After two hours of wandering around downtown LA at night, it occurs to Brody that he has nowhere else to go.
He left his money and valuables -- a plastic shopping bag full of expensive leather wallets, watches, rings, cufflinks, and cash, some of it blood-stained -- in his room. He could hustle for the money for a place but he really doesn't feel like it, hasn't felt like it in a long time. He could kill for it, but he isn't hungry, there's no guarantee whoever he picks will be carrying cash, and anyway he doesn't feel like putting in enough effort to get rid of the body. There's no one he knows well enough in New York to crash with, not considering his situation. There's definitely no one in LA. He can't spend the night on the street and he doesn't want to go hang out in the sewers again. It's disgusting and it stinks.

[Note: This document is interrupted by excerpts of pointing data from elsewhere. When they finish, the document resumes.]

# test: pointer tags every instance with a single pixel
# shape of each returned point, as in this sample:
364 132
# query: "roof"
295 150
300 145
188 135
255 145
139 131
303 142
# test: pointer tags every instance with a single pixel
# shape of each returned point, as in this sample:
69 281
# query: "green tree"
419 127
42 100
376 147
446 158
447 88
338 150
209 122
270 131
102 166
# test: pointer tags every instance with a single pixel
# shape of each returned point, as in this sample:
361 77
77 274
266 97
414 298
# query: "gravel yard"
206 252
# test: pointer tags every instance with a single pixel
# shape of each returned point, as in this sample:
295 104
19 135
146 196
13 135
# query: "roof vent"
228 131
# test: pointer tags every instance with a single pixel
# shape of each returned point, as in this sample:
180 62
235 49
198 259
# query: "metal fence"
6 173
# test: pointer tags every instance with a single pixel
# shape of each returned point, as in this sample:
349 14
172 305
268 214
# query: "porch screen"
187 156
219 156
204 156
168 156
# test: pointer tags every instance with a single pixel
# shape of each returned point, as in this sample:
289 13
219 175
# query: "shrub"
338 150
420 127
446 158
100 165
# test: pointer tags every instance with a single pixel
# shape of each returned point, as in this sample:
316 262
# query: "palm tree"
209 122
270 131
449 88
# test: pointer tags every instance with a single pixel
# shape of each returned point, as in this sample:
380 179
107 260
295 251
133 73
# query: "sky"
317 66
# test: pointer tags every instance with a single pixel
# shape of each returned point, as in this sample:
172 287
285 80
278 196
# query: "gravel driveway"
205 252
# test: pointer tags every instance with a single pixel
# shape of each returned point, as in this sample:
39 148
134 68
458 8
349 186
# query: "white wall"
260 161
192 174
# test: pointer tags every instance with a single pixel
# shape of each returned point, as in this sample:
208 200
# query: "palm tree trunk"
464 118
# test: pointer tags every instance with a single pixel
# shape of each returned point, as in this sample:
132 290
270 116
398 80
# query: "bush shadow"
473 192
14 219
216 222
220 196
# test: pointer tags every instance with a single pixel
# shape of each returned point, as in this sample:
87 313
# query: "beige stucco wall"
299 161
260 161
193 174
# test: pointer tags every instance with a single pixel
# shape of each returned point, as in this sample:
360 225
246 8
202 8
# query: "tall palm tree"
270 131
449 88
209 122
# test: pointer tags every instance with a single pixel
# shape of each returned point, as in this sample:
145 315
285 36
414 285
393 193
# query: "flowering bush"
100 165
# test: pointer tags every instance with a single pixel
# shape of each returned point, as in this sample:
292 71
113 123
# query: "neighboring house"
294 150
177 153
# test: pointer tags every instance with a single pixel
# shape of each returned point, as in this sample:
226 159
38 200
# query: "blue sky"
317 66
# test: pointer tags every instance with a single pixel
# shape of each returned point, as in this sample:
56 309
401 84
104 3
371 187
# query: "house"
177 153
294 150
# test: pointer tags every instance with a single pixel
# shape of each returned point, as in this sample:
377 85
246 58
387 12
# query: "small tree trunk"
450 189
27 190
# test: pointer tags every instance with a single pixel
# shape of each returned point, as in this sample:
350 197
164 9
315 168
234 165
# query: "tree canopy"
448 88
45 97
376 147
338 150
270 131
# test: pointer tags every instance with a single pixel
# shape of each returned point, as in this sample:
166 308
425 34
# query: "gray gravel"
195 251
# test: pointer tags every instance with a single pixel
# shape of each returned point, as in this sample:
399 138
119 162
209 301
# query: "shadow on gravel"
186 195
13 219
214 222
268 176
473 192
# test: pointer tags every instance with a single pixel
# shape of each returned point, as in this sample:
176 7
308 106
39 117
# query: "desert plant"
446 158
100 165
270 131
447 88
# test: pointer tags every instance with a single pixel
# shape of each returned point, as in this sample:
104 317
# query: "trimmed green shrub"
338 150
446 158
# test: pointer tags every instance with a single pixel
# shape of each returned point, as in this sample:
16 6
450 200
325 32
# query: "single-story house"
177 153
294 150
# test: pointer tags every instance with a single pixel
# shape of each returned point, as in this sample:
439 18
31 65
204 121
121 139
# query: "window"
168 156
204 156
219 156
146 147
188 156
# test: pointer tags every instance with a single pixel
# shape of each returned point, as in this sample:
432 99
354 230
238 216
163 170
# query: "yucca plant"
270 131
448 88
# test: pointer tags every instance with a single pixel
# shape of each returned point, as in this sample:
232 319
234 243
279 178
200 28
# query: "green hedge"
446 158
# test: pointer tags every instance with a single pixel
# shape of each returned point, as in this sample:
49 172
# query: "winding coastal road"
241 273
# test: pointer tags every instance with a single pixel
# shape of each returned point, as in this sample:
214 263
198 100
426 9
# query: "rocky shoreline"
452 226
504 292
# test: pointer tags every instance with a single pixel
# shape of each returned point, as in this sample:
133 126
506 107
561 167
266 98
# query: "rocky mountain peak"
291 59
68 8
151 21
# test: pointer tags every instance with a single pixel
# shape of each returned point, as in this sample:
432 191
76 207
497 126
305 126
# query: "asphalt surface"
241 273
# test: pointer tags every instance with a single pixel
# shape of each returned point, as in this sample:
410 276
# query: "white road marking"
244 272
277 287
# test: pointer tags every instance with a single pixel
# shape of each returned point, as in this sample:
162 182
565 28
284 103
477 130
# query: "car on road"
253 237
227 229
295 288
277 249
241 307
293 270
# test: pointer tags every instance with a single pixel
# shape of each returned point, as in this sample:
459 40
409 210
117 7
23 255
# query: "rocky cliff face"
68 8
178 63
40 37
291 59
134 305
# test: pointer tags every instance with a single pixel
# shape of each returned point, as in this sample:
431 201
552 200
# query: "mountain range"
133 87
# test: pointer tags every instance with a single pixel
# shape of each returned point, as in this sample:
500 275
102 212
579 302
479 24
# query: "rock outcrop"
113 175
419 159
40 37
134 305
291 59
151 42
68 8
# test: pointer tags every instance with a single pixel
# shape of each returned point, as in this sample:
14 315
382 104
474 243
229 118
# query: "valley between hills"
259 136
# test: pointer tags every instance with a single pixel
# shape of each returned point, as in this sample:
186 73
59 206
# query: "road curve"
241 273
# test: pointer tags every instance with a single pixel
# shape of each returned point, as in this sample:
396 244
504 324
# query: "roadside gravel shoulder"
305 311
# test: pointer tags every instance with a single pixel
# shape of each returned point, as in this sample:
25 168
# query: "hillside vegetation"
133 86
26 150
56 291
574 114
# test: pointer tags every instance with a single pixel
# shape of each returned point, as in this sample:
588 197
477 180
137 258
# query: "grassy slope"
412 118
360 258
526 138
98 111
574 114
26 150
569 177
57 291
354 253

He comes slinking back to the Room instead, relieved that Harvestman isn't there anymore. He doesn't want to talk to him right now. He knows he's being unreasonable, but it bothers him that all of a sudden he's treating him like a child when he's been expected to be an adult for the past year, and it upsets him that it's taken him a year to get around to caring enough to bring it up. Then why do you insist on doing it by yourself? He felt like screaming, still feels like screaming. Because I've fucking had to.
But talking makes it worse. He can scream it until he's blue in the face -- not that that can happen anymore -- and it won't change anything. It won't help. It won't make him feel any better.
It takes him a long time to knock on Lucas' door, clutching a jar full of dirt with his creepy dead dog sitting at his feet. He's been wearing the same clothes for weeks.